I’m a Informatic student whos developing a tool for detection of bad language use when someone create or edit a name of a location. For that reason, I’m asking if there are some good examples of this to implement a prevention against it. If this were already discussed, I’m sorry and would love to follow a suggested link.
Look at OSMCha list of bad words:
What would you describe as “bad language use”?
A village in Austria renamed itself to “Fugging” formerly written with ‘gg’ replaced by ‘ck’.
Would you prevent mappers naming a village with its real name just because the name is “bad language use” in a different language?
Or placenames in the local language.
Most have probably aware of the Scunthorpe Problem but there are many more in the UK https://en.m.wikipedia.org/wiki/Scunthorpe_problem
Yes very hard to automatically filter out bad words that shouldn’t be in OSM from bad words that should be in OSM. See:
Another challenge is that there are many words that aren’t inherently bad, but in certain contexts they may be. For example, due to its Dutch heritage, New York State has many rivers named “-kill” and many places named after those rivers. Sometimes changeset comments mentioning these places have gotten misidentified as somehow condoning violence.
Conversely, someone once deleted a hamlet named Coonville out of an assumption that it was a racial slur. That exact name has appeared on places elsewhere in the country as a racial slur, but as far as I can tell, this particular instance was named after the Raccoon Creek that runs past it.
Sometimes things are even named swear words on purpose in the real world. See this restaurant I recently mapped: Node: Burger Bitch (10128505319) | OpenStreetMap. I imagine it’d be pretty hard to design something that didn’t flag this, though I guess that’s what manual review is for.

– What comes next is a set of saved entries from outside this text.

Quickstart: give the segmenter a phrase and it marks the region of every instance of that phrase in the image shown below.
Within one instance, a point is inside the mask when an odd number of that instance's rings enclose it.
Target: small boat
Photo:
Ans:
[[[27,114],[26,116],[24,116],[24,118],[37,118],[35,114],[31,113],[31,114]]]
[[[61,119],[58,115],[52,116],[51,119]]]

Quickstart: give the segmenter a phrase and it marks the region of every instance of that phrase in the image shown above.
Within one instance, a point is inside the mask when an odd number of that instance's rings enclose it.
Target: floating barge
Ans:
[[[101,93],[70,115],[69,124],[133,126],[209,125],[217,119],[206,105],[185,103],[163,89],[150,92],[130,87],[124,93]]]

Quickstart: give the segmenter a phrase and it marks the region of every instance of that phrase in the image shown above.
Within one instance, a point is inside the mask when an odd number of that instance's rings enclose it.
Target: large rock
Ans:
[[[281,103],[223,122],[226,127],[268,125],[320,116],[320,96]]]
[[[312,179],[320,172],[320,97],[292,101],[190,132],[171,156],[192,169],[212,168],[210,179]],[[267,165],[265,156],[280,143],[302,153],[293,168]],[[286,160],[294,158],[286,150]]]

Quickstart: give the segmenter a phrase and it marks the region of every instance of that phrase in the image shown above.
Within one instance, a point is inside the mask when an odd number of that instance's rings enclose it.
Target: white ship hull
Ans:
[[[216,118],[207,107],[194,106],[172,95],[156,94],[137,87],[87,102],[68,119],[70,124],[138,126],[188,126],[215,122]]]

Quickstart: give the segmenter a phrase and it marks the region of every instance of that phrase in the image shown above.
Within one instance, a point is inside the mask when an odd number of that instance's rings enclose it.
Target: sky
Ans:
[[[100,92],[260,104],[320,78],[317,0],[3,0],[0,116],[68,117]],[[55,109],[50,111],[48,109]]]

Automatic profanity detection can only go so far, but in my experience moderation tools that allow for whoever is inputting data to preemptively flag it as such (basically, they know it will trip the profanity detector, but they believe in good faith it is still the correct input) makes manual review later much easier. Someone who wants to vandalize the map generally has little incentive to do something that will immediately flag their changes for review.
I’m not sure what the scope of your project is, but it’s worth thinking about in development how to handle “approved” profanity.
Thank you very much for the information and your interest. I was specifically searching for an example of ‘language vandalism,’ something like this: New York renamed 'Jewtropolis' in map hack - BBC News
You can try the OSMCha profanity filter (need to log in). You can activate it via Filters › Flags › Reasons for flagging › Profanity tag.
There was a MapRoulette challenge checking the OSMCha profanity detections: 96 % out of 7596 “issues” were false positives.
If you’re curious you can download the tasks with status “Fixed” from MapRoulette: https://maproulette.org/api/v2/challenge/view/8113?status=1&priority=0,1,2&reviewStatus=0,1,2,3,4,5,6,7,-1&invf=&timezone=&filename=challenge_8113.geojson
You can find some minor vandalism among them, but by far not even all of the “Fixed” tasks are vandalism.
This looked like vandalism but there seems to be a real sign: Way History: 388029001 | OpenStreetMap
This road really seems to exist with this name: Way History: 32238926 | OpenStreetMap
So, it’s not easy to moderate such changes from remote.
There is also a “Pussy Lane”:
If you want really offensive names, the Vancouver North Shore trails used to refer to sexual body parts, but many have changed names since then to abbreviate those words.
North Shore mountain bikers are perfectly willing to use what others would consider very offensive language.